Stało się, został wojownikiem. Zarówno on jak i Bobrza Kłoda był tak samo zdziwiony. Niestety mentor na mianowaniu Pigwy nie raczył się pojawić. Pstrągowa Gwiazda wybrała mu dość wojownicze imię, ale Pigwa stwierdził smutno się, że dostał je bardziej przez paskudnie wystające zęby niż swe czynny. Przechadzał się smutno po obozie, szukając jakiegoś zajęcia, byle nikt nie zaprosił go na pierwsze "wojownicze" polowanie. Wtedy wyszłaby cała prawda, a kocurek ostatnie czego chciał to nabawić się takiego wstydu i wyśmiania. Z łowiectwem jako-takim radził sobie tylko w rzece. Tam wystarczyło stać nieruchomo i czekać aż ryba sama podpłynie. Szkoda, że z myszami i ptakami nie było tak samo. Widząc zbliżającego się w jego stronę Aroniowy Podmuch, mimowolnie zadrżał. Nienawidził ojca, ale i tak się go bał. Jego surowe pomarańczowe ślipia mierzyły go przenikliwym spojrzeniem. Pigwowy Kieł spuścił łebek i przyspieszył, mając nadzieję, że jakoś wymiga się z tego spotkania rodzinnego.

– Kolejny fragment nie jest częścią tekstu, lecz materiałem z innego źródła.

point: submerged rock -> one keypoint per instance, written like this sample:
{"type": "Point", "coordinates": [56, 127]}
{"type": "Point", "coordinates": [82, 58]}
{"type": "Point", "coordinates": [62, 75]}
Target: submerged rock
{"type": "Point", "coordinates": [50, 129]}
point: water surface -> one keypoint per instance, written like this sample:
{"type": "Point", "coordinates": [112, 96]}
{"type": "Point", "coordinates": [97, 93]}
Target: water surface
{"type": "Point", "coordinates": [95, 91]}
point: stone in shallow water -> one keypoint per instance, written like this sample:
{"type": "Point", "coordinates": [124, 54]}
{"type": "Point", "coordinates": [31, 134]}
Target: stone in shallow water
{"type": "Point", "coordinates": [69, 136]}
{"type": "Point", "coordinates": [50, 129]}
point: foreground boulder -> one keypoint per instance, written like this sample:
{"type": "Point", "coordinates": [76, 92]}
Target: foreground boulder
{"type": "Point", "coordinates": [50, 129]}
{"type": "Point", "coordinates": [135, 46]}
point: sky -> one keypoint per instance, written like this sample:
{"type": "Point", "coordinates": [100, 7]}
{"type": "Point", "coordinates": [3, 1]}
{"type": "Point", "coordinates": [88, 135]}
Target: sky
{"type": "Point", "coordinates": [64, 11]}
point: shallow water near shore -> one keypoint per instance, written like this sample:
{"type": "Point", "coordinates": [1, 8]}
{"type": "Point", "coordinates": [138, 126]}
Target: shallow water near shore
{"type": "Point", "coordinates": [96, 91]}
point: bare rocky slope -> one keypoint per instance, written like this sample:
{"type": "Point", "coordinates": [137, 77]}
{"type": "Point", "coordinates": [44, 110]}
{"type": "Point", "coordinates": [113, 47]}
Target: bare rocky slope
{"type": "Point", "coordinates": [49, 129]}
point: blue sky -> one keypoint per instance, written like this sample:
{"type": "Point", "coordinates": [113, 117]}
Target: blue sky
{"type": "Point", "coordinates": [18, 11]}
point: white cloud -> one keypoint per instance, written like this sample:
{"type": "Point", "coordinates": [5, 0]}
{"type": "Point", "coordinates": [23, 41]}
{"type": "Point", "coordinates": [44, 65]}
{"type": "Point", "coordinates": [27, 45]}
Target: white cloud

— Pigwowy Kle — zawołał go zastępca, uniemożliwiając dalszą ucieczkę.
Kocurek niechętnie odwrócił się w jego stronę. To była ich pierwsza rozmowa od ataku Klanu Klifu.
— T-tak? — zapytał cicho.
Kocur zmarszczył brwi.
— Mów wyraźniej, jak masz już otwierać pysk — syknął na niego i rozejrzał się dokoła. — Chce, żebyś wiedział, że nasze pokrewieństwo na nic nie wpływa — warknął ostro.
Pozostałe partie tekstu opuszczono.